In September, the Department of Health announced a £28.5m investment in Manchester under its Biomedical Research Centre (BRC) scheme, which recognises Manchester’s international reputation and will drive forward research in the areas of musculoskeletal disease, hearing health, respiratory disease, dermatology and three cancer themes (prevention, radiotherapy and precision medicine).
This latest investment is provided under the NIHR Clinical Research Facility Scheme and will enable the Manchester CRFs to support researchers working in these areas and many others, representing major causes of premature death and disability for patients in Manchester and beyond. The Manchester CRFs are supported by the Manchester Academic Health Science Centre (MAHSC).
Lord Peter Smith, Chair of Greater Manchester Health and Social Care Partnership Board said: “This reinforces Manchester’s strong credentials in experimental medicine. The CRFs will play a key role in working with patients, academic and commercial research partners to implement the Greater Manchester Health and Social Care Devolution.”

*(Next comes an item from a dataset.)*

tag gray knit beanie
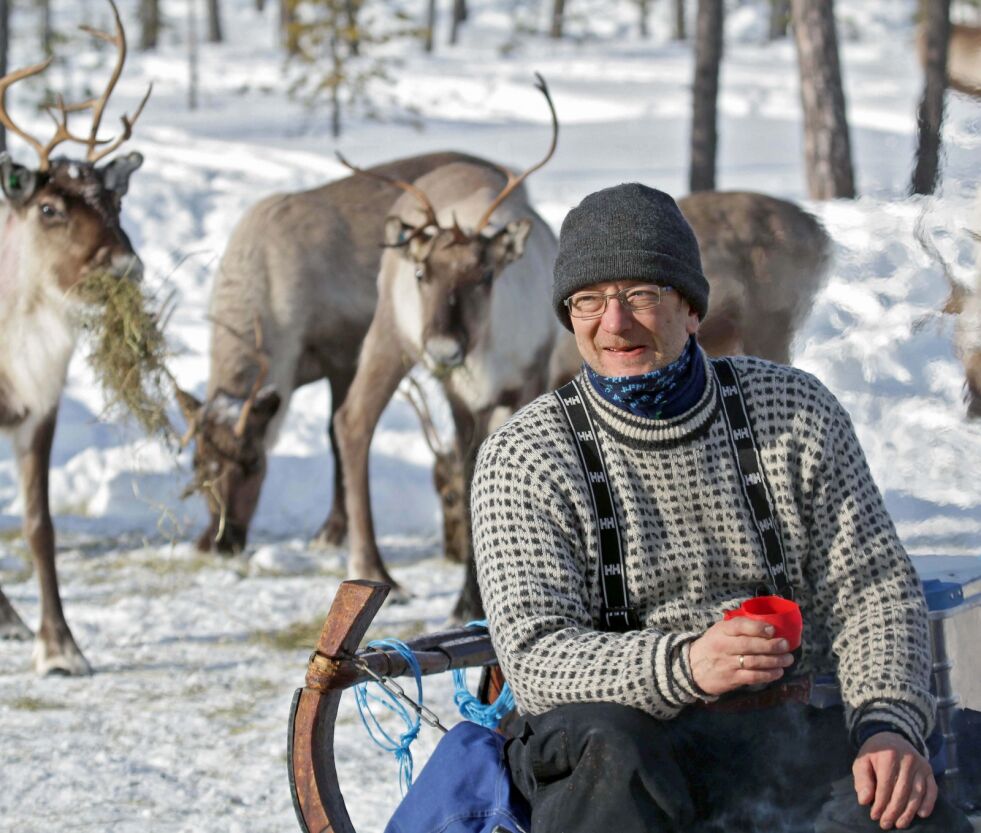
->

Professor Nick Webb, Director of the Manchester CRF explained: “Our new One Manchester approach consolidates assets across our CRFs and will explore novel ways to drive efficiencies and maximise the impact of our research across Greater Manchester.
We’re delighted to receive this investment, which recognises the excellent research infrastructure we already have in Manchester and will help to further accelerate the translation of basic laboratory research through to treatments that benefit patients
“We know that disease burden remains disproportionately high in Manchester and especially in socially disadvantaged groups. Working with the BRC and NHS organisations across Manchester, our focus will be to increase accessibility of research for people of all ages and backgrounds right across the city region and beyond.”

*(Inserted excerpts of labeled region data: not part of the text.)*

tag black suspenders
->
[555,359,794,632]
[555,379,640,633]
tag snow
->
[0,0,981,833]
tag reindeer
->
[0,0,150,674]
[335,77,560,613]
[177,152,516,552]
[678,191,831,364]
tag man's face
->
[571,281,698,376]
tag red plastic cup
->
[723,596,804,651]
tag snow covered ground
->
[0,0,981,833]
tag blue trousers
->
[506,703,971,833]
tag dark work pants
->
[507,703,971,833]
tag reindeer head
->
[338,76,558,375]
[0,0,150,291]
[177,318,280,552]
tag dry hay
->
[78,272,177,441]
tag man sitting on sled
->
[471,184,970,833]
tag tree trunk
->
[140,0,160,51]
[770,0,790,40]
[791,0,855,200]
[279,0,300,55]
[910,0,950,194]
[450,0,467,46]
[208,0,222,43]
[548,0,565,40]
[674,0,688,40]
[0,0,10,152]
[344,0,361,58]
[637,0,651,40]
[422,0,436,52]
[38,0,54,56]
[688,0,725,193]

Sir Michael Deegan, Chief Executive at CMFT said: “Experimental medicine studies can be extremely complex and intensive, requiring specialist facilities. This investment will enable us to expand our world-leading research in this area and provide more patients in Manchester with the opportunity to trial new medicines.”
Professor Dame Nancy Rothwell, President & Vice-Chancellor at The University of Manchester, added: “We’re delighted to receive this investment, which recognises the excellent research infrastructure we already have in Manchester and will help to further accelerate the translation of basic laboratory research through to treatments that benefit patients.”
Minister for Public Health and Innovation Nicola Blackwood said: “Our investment in this area so far has led to a variety of breakthroughs, including the first new asthma treatment in a decade, and a promising treatment for peanut allergies in children, to name just two.
“We know that such ground breaking clinical research simply would not happen without the support of these Clinical Research Facilities.
“I’m delighted to announce this funding to support the skilled personnel and cutting-edge facilities we need to keep Manchester at the forefront of clinical research.”